01/08/11

Desconexión, un pueblo perdido...



Ya al montarme en el coche siento el olor a naturaleza, ese olor que hace destacar aquel pequeño pueblo de mi infancia, mi adolescencia y espero que de mi juventud. Al atravesar la frontera de una comunidad a otra bajo la ventanilla, para poder gritar que aun estoy más cerca. Y ya el pasar Toledo y ver sus grandes murallas es la señal de que estás desconectando de todo. Después de tanto tiempo corriendo ese camino, te aprendes de memoria los pueblos por los que has de pasar para llegar al destino más perdido que existe. Me encanta llegar a aquel embalse y bajarme para poder saborear el agua que baja de los manantiales desconocidos de aquel lugar.

Y ves esa señal en la que aparece pasando "Pueblo Nuevo del Bullaque ", lees "El Torno". Te hechiza el frescor de los maizales en verano, y sus dos montañas asemejadas a dos senos..." La Morra ". Bajas del coche y según la hora, escuchas el ciego silencio de aquellas calles que aun no son ocupadas por aquellos ancianos que se sientan en esos bancos.

Si tienes la oportunidad de dormir una noche allí, antes de hacerlo sal a su rivera, la rivera de aquel río, donde ves un millar de estrellas pertenecientes a esos parajes, pues nunca verás un cielo así. Con ese recuerdo acuéstate y guarda silencio, y aun así escucharás un búho o una lechuza. Estás rodeado de naturaleza.

Despierta y corre a la churrería donde tus familiares ya se pegan un primer café, como si fuese costumbre. Despierta y obtén tu bicicleta, y vete a explorar entre los caminos de aquel pueblo hacia la nueva presa o aun mejor al " Puente Roto ". Dirígete por el camino del baño, o por la inclinada cuesta, donde podrás ver la iglesia esa bella iglesia restaurada que aunque no sea lo mismo, caracteriza al pequeño pueblo.

La belleza se esconde entre los juncos, entre las piedras de ese río. Sentarse en las piedras y escuchar el correr del agua no tiene descripción, solo puedo describir lo hermoso que es el atardecer desde allí. Sentir el agua fresca, tu pelo mojado y entonces ver la noche caer. Guárdate un cubo con cangrejos, otra costumbre veraniega de aquellos parajes.
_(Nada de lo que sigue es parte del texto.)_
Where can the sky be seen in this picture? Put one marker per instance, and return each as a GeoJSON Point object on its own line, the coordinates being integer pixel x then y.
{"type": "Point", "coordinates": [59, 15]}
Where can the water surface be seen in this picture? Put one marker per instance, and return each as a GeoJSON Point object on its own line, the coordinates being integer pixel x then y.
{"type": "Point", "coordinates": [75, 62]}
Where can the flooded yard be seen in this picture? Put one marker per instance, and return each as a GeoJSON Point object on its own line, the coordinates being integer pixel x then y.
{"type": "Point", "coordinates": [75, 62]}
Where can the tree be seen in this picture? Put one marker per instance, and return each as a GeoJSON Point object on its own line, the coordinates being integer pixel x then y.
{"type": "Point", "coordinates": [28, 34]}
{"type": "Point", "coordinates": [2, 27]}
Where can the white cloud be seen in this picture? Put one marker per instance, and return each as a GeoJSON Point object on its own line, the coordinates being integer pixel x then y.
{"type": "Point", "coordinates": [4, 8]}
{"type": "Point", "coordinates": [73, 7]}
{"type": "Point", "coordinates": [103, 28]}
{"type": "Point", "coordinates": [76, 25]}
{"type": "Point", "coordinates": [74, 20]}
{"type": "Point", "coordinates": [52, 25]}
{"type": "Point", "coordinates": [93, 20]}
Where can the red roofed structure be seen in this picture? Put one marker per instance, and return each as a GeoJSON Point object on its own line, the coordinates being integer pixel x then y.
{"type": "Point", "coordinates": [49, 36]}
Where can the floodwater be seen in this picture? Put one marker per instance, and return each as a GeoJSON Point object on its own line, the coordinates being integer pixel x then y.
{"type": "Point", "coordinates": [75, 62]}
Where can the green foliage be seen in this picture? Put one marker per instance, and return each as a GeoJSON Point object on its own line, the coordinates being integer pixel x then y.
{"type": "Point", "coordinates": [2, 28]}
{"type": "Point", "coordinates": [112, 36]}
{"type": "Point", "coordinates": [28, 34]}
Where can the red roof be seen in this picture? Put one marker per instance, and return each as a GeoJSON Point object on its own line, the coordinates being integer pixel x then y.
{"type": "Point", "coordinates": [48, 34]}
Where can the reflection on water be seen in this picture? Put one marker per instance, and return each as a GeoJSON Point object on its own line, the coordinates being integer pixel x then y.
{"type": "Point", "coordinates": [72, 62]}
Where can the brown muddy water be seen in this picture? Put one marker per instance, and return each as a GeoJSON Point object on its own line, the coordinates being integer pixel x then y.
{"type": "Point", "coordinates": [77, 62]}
Cuando pedaleas en la vuelta a casa hueles, y sientes esa esencia que ningún sitio podrá igualar. Ese frescor. Y si tienes tiempo, pásate a ver a los familiares que en la huerta, recogen los frutos. Y sube esa cuesta que se eleva hasta incluso a veces no poder verla. Pasearte, despacio, sintiendo el espíritu de ese pueblo. Siente la desconexión, nota que estás en un sueño, pero no, no lo estás, simplemente estás en un pueblo de Ciudad Real que guarda la soledad en sus calles. La soledad de una calurosa tarde de verano.